The survey highlights the potential benefits of CNM and CIM systems in terms of performance, energy, and cost, while also addressing the challenges and future directions for these emerging computing paradigms.The landscape of Compute-near-memory (CNM) and Compute-in-memory (CIM) systems is evolving rapidly to address the challenges of handling large volumes of data efficiently in data-centric applications, particularly in machine learning. CNM and CIM architectures aim to reduce data movement and energy consumption by performing computations either near or within memory chips. This survey provides an overview of the fundamental concepts, technologies, and evolving landscape of CNM and CIM systems in academia and industry.
**Key Technologies and Concepts:**
- **CNM:** Specialized CMOS logic integrated into memory chips to perform computations close to the data.
- **CIM:** Perform computations directly within memory devices, such as DRAM, using the inherent physical properties of memory cells.
**Commercial Trends:**
- The market for CNM/CIM systems is growing rapidly, with a CAGR of 17.5% expected over the next decade. Companies like Samsung, SK Hynix, and Intel are developing solutions based on SRAM, resistive NVM, and flash technologies.
- Solutions are primarily based on SRAM, but NVMs like PCM, RRAM, MRAM, and FeFETs are also gaining attention due to their potential for higher bandwidth and lower power consumption.
**Challenges:**
- The main challenge is the lack of a robust software ecosystem, which hinders programmability and optimization.
- Other challenges include reliability issues with emerging NVMs, developing performance models, and creating profiling and analysis tools for these systems.

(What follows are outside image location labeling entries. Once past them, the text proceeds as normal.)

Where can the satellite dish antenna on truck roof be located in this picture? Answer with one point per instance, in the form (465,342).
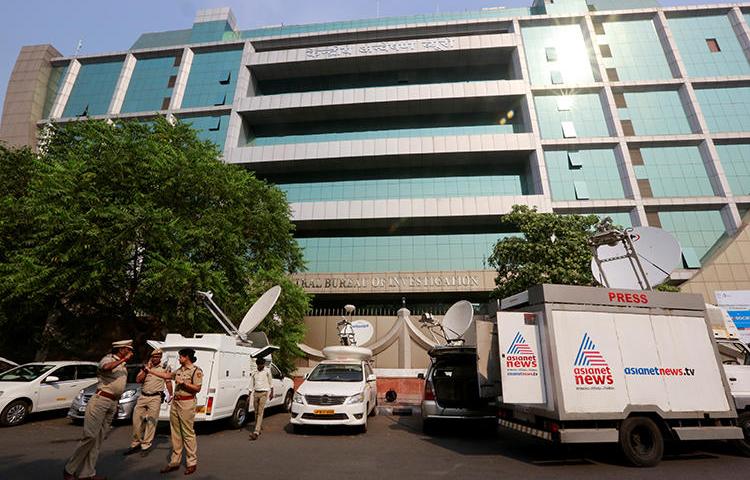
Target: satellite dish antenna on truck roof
(252,318)
(636,258)
(453,325)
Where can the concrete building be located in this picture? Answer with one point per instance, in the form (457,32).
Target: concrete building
(401,141)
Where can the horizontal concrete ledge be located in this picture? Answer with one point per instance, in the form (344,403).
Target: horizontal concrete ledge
(384,147)
(364,98)
(414,207)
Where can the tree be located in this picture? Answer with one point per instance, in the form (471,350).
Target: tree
(123,222)
(551,248)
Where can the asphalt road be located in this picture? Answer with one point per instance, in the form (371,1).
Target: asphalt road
(393,448)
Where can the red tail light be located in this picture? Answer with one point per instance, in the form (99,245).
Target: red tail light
(429,393)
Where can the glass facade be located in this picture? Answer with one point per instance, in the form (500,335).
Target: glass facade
(636,52)
(93,89)
(573,173)
(736,162)
(387,133)
(432,187)
(725,109)
(213,128)
(149,84)
(674,172)
(212,79)
(655,113)
(556,55)
(692,36)
(56,77)
(697,231)
(584,111)
(399,253)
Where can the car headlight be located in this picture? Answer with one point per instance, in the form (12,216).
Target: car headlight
(128,394)
(358,398)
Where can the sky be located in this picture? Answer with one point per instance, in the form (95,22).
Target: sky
(108,25)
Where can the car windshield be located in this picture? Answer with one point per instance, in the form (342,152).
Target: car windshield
(339,372)
(25,373)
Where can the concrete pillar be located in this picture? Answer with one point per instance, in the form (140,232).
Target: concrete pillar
(122,84)
(178,91)
(26,95)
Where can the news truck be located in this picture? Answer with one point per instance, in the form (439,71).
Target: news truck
(598,365)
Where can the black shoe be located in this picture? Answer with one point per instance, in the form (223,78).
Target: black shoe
(132,450)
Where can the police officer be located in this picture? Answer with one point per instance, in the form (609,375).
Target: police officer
(146,411)
(100,410)
(188,379)
(262,390)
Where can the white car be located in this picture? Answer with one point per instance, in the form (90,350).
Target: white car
(336,392)
(6,364)
(42,386)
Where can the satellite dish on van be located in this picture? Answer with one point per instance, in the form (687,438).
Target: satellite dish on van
(641,259)
(259,310)
(457,320)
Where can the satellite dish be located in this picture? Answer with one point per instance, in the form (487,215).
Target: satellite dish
(657,251)
(457,320)
(363,331)
(259,310)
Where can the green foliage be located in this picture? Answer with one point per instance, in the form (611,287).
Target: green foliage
(110,231)
(533,258)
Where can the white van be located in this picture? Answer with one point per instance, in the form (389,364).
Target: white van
(226,375)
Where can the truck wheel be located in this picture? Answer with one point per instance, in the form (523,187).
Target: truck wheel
(239,415)
(641,441)
(14,413)
(743,421)
(288,401)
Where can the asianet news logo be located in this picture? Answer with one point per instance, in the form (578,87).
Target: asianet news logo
(590,367)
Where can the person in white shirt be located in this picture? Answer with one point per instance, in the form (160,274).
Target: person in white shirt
(261,388)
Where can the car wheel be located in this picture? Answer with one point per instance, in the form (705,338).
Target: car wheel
(641,441)
(239,415)
(743,421)
(14,413)
(288,401)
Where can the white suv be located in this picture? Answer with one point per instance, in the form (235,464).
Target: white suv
(42,386)
(336,392)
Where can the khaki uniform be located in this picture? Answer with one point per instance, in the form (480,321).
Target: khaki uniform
(99,413)
(146,411)
(182,417)
(262,384)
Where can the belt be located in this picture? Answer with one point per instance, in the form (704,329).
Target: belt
(104,394)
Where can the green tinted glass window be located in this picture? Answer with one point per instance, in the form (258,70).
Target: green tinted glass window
(674,172)
(149,84)
(725,109)
(695,230)
(636,51)
(736,162)
(583,110)
(571,63)
(596,168)
(655,113)
(93,89)
(213,128)
(212,79)
(691,35)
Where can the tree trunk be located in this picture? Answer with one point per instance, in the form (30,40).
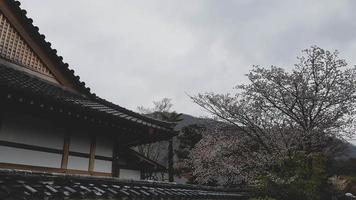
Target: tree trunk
(170,161)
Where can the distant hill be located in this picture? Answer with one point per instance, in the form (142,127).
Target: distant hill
(189,120)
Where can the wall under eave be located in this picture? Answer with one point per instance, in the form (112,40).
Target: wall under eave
(30,131)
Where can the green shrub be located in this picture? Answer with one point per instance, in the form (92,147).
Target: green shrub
(299,176)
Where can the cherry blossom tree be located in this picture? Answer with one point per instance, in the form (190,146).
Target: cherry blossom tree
(278,113)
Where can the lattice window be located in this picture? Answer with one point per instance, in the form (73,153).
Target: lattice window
(15,49)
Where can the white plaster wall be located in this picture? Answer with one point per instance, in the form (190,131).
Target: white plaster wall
(130,174)
(79,142)
(31,130)
(78,163)
(102,166)
(29,157)
(104,147)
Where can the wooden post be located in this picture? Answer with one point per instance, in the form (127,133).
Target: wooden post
(115,170)
(92,155)
(66,143)
(170,161)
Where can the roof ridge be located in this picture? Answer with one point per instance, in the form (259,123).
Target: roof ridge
(38,37)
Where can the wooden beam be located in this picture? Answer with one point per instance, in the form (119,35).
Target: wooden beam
(65,155)
(92,154)
(50,169)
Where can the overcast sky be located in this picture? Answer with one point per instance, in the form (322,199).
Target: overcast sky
(135,52)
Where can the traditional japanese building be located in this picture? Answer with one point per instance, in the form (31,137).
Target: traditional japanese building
(58,139)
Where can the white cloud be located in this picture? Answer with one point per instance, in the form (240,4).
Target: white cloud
(134,52)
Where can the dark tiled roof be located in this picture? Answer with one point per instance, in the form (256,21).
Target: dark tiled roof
(28,84)
(28,185)
(92,101)
(40,38)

**Selected Architectures:**
- **CNM Systems:**
- **UPMEM:** A commercial near-bank CNM system with general-purpose RISC processors integrated into DRAM.

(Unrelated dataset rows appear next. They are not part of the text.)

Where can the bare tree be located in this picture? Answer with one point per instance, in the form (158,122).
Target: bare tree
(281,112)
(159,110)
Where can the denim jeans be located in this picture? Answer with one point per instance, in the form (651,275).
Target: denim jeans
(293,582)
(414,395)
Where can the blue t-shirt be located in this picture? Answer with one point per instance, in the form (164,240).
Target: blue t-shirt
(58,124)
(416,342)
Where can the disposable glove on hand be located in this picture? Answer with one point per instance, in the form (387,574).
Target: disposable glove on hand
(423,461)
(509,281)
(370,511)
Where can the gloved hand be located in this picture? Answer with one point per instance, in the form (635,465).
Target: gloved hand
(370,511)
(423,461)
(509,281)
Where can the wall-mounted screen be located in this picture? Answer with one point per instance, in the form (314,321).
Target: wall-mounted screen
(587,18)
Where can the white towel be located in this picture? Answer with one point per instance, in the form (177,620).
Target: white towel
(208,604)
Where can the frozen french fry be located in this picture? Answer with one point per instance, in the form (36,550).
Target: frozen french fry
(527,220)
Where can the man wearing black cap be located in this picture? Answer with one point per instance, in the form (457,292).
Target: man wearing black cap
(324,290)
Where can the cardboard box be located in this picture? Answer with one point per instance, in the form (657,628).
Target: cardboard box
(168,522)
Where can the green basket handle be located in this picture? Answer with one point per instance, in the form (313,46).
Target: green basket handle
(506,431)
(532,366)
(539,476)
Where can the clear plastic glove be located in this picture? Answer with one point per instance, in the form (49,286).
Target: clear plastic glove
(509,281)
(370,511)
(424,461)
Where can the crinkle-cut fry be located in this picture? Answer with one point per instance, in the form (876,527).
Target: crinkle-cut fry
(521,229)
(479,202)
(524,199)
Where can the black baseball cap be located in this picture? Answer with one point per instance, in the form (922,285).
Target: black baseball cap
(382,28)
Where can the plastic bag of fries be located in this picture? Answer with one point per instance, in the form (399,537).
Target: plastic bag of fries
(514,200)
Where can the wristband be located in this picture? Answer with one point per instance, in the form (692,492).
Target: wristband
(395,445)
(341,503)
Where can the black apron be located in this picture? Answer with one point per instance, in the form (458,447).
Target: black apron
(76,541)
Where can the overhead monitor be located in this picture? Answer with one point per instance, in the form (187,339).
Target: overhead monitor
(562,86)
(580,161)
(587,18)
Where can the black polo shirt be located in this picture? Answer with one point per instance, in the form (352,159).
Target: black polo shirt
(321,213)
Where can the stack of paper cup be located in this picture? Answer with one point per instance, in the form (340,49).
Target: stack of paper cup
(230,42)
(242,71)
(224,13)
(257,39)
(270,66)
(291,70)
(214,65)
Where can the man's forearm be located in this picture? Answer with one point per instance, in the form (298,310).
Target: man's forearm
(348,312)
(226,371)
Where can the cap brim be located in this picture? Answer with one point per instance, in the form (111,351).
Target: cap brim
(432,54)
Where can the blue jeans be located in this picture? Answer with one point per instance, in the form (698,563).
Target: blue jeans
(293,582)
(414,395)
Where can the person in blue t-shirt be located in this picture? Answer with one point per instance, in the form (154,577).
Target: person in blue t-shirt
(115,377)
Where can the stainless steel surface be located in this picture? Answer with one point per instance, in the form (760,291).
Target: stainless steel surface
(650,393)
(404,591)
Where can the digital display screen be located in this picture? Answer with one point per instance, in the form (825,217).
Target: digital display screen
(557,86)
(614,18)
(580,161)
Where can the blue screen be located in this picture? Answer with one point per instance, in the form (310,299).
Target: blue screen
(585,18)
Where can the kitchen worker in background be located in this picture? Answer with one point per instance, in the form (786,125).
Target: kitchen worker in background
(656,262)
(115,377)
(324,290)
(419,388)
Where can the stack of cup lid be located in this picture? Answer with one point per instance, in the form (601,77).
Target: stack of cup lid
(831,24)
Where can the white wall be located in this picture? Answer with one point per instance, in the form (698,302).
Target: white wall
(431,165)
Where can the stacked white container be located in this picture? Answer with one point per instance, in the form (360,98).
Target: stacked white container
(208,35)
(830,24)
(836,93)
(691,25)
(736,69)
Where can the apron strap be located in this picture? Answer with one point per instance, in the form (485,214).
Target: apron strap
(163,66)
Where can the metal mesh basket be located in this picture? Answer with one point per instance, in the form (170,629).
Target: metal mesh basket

- **McDRAM and MViD:** Domain-specific CNM systems for machine learning, embedding MAC units within DRAM banks.
- **Samsung's PIM-HBM:** Incorporates SIMD engines within DRAM banks for bank-level parallelism.
- **SK hynix’s AiM:** Utilizes GDDR6 for machine learning applications.
- **AxRAM:** Integrates approximate MAC units in DRAM to reduce off-chip memory communication.
- **3D-stacked DRAM-based CNM systems:** Such as TESSEACT, TOP-PIM, AMC, and HRL, leveraging HMC and HBM technologies.
- **CIM Systems:**
- **ISAAC (by Hewlett Packard Enterprise):** A CIM accelerator for convolutional neural networks using RRAM, featuring interconnected tiles with IMA units and embedded DRAM buffers.
The survey highlights the potential benefits of CNM and CIM systems in terms of performance, energy, and cost, while also addressing the challenges and future directions for these emerging computing paradigms.